R
rabate, rabbate, to rebate, remit, take away; ‘I rabate a porcyon’, Palsgrave, Puttenham, Eng. Poesie, bk. iii, ch. 25 (ed. Arber, p. 310); rabbate, diminution, Puttenham, iii. ch. 11; p. 173. F. ‘rabatre, to abate, remit, give back’ (Cotgr.). See [rebate] (2).
rabbit-sucker, a very young rabbit; one that still sucks. 1 Hen. IV, ii. 4. 480; Lyly, Endimion, v. 2 (Sir Tophas).
rabbling, disorderly; ‘Rabbling wretch!’, Appius and Virginia, in Hazlitt’s Dodsley, iv. 143. See NED.
rablement, a rabble, noisy crowd. Spenser, F. Q. i. 6. 8.
race, to rase, scrape. Ascham, Toxophilus, pp. 108, 118; Chapman, tr. of Iliad, iv. 158; to tear, to tear away, Morte Arthur, leaf 36, back, 1; bk. i, c. 23; to slash, tear violently, id., leaf 119, back, 22; bk. vii, c. 17; to erase, to alter a writing by erasure, ‘This indenture is raced’, Palsgrave. See NED. (s.v. Race, vb.3).
rache; see [ratch].
rack, a neck of mutton. B. Jonson, New Inn, i. 1 (Host); Lyly, Mother Bombie, iii. 4 (Dromio); How a Man may choose, iii. 3 (Aminadab).

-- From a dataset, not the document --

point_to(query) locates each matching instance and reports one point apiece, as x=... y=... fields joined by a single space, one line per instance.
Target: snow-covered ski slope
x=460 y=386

In prov. use in various parts of the British Isles (EDD.).
rack, a mass of driving clouds. Hamlet, ii. 3. 506. Also, as vb., to drift, to move as a driving cloud; 3 Hen. VI, ii. 1. 27; Edw. III, ii. 1. 4; Dryden, Three Political Prologues, ii. 33.
rack, to move quickly; said of deer and horses; ‘His rain-deer, racking with proud and stately pace’, Peele, An Eclogue Gratulatory (ed. Dyce, p. 562). Cp. Swed. dial. rakka, to go quickly, to run hither and thither (Rietz).